Per ora mi limito a sottolineare che personalmente l’articolo 21 lo lascerei così, tuttalpiù ( senza parlare di equilibrio generazionale che poco o nulla vuol dire in questo ambito) prevedendo che almeno uno dei componenti della lista (di qualsiasi genere sia) rispetti il vincolo di età, ad esempio dei 34 anni ( limite che darebbe un senso alla scelta poiché utilizzato in Italia dalle istituzioni, anche ai fini statistici, per considerare un individuo giovane).

Modificherei, invece, le regole previste per il Comitato pari opportunità, prevedendo in esso il rispetto di un equilibrio generazionale ed attribuendo anche una maggiore rilevanza (soprattutto a livello nazionale) rispetto a quella, a mio parere troppo marginale, attribuita attualmente ad esso.

8 pensieri su “Riforma del Dlgs 139/05 e parità di genere

  1. Giuseppe Iacono dice:

    Approvo quello che scrivi, si potrebbe parlarne a livello di base … ma forse non si vuole! Le Assemblee territoriali hanno manifestato una incapacità a discriminare i significati a tal punto da confonderli e … alla fine è uscito fuori un “lascia passare” alla vecchia maniera … senza un costruttivo confronto consapevole. Si sono fatte tante “vetrine” … “di base” … “di quadri” … “tematiche” … ma non si è mai colto un significativo confronto nè a Roma, nè a Torino … ne in altri posti o altri tempi. Inconsapevolmente siamo di fronte ad un problema di estinzione e non lo vogliamo vedere … e più mancheremo a volgere lo sguardo su questo è su altre materie … più vicini saremo allo sfacelo della categoria. Ciao Marcella.

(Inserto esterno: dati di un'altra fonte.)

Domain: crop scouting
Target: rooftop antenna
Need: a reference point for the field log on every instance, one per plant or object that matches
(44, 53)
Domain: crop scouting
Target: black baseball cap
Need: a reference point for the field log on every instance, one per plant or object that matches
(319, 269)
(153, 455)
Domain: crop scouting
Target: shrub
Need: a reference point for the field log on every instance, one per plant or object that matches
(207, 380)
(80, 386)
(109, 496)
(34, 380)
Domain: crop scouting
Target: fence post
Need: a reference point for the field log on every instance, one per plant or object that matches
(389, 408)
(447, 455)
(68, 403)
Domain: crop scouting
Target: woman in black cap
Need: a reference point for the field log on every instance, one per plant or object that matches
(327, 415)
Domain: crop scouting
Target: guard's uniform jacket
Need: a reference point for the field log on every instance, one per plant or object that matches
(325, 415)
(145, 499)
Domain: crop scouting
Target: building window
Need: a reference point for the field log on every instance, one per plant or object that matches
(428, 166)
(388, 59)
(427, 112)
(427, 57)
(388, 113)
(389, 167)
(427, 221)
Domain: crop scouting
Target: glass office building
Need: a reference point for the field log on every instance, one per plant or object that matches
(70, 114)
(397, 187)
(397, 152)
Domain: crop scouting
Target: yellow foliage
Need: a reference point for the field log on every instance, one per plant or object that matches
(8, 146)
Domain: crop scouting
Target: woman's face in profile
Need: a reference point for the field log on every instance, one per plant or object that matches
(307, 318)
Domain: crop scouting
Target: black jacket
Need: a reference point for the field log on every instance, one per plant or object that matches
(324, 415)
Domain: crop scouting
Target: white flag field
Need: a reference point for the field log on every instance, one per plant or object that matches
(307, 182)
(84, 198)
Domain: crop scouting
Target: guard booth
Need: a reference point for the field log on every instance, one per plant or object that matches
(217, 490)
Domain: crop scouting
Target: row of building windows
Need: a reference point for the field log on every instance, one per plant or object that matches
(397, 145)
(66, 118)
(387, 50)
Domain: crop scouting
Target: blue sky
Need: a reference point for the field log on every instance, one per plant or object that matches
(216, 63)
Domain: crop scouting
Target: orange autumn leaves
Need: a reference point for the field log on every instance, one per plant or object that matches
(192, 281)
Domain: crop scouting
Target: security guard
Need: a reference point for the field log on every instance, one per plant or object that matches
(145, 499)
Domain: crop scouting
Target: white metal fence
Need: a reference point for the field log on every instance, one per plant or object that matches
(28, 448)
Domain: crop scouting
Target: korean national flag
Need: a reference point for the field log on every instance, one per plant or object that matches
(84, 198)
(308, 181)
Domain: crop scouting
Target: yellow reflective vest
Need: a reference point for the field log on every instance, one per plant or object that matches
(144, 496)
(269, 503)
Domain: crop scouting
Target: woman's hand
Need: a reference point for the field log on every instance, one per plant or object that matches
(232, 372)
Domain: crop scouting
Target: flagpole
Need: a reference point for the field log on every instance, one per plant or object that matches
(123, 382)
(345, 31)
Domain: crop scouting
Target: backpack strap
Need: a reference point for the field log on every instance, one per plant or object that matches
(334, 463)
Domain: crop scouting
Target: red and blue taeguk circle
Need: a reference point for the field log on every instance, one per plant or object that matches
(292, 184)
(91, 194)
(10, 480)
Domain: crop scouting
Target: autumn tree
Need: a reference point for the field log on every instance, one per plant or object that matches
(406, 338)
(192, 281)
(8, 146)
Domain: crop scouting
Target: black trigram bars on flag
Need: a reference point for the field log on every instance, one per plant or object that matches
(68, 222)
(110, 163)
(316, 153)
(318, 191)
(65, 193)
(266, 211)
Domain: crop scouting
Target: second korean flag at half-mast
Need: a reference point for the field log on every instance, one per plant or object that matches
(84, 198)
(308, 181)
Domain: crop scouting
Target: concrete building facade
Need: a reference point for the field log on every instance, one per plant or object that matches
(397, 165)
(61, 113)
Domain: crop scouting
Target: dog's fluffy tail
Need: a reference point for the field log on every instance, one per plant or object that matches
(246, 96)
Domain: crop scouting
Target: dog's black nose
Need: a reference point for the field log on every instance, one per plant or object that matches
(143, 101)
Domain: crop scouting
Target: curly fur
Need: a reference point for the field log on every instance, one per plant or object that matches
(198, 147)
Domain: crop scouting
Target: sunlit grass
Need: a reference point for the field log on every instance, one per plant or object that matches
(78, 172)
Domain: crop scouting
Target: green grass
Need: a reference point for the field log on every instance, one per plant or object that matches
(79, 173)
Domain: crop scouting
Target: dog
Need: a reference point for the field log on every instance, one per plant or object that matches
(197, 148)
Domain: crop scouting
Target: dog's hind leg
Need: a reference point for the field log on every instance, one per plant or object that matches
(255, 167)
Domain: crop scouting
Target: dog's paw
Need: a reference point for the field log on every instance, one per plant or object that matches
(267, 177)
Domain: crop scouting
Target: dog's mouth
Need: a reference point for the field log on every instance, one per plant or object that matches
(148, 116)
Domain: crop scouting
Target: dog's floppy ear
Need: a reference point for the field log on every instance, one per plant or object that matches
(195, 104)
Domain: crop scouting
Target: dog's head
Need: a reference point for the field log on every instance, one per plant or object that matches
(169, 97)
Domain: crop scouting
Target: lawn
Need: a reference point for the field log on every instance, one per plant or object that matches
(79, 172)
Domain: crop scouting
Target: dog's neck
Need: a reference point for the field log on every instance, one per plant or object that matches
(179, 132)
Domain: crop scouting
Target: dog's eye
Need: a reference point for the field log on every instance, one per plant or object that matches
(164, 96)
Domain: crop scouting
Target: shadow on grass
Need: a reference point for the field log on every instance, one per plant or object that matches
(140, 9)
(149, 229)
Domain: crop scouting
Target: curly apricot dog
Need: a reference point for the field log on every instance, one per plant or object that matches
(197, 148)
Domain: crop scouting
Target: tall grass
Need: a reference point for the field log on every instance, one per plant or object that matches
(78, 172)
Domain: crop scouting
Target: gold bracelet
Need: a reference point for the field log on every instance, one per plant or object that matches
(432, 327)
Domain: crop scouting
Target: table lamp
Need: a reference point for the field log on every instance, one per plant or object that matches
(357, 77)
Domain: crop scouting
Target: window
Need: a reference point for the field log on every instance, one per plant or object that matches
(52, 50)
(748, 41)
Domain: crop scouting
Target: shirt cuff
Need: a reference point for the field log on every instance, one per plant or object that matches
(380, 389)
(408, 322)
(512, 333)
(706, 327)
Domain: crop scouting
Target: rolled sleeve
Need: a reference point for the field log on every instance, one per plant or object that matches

    • Marcella Caradonna dice:

      Unico modo per offrire risposte concrete da parte della nostra professione al cambiamento epocale del contesto in cui operiamo è il confronto e ringrazio questa piattaforma che, realizzata da un attento collega, mi sollecita di volta a condividere esperienze, riflessioni ed approfondimenti.

  2. Margherita Monti dice:

    Cara Marcella non siamo state sempre d’accordo e non abbiamo sempre condiviso i medesimi principi ma questa volta quello che scrivi sull’art 21 porta a fare degli approfondimenti importanti … interessante quanto rilevi sulla parità di genere e sulle pari opportunità oltre che all’età indicata di 45 anni. Porterò in consiglio e in conferenza.

    • Marcella Caradonna dice:

      Cara Margherita la diversità di vedute è la ricchezza della democrazia, ma entrambe amiamo la nostra professione e ci impegniamo per la sua crescita e questo sicuramente ci accomuna. Il tema dell’art. 21 non è per nulla banale e sono contenta di aver esposto l’analisi derivante dallo studio che ho attuato perché dagli spunti di uno possono nascere riflessioni e contributi di altri migliorativi del testo proposto.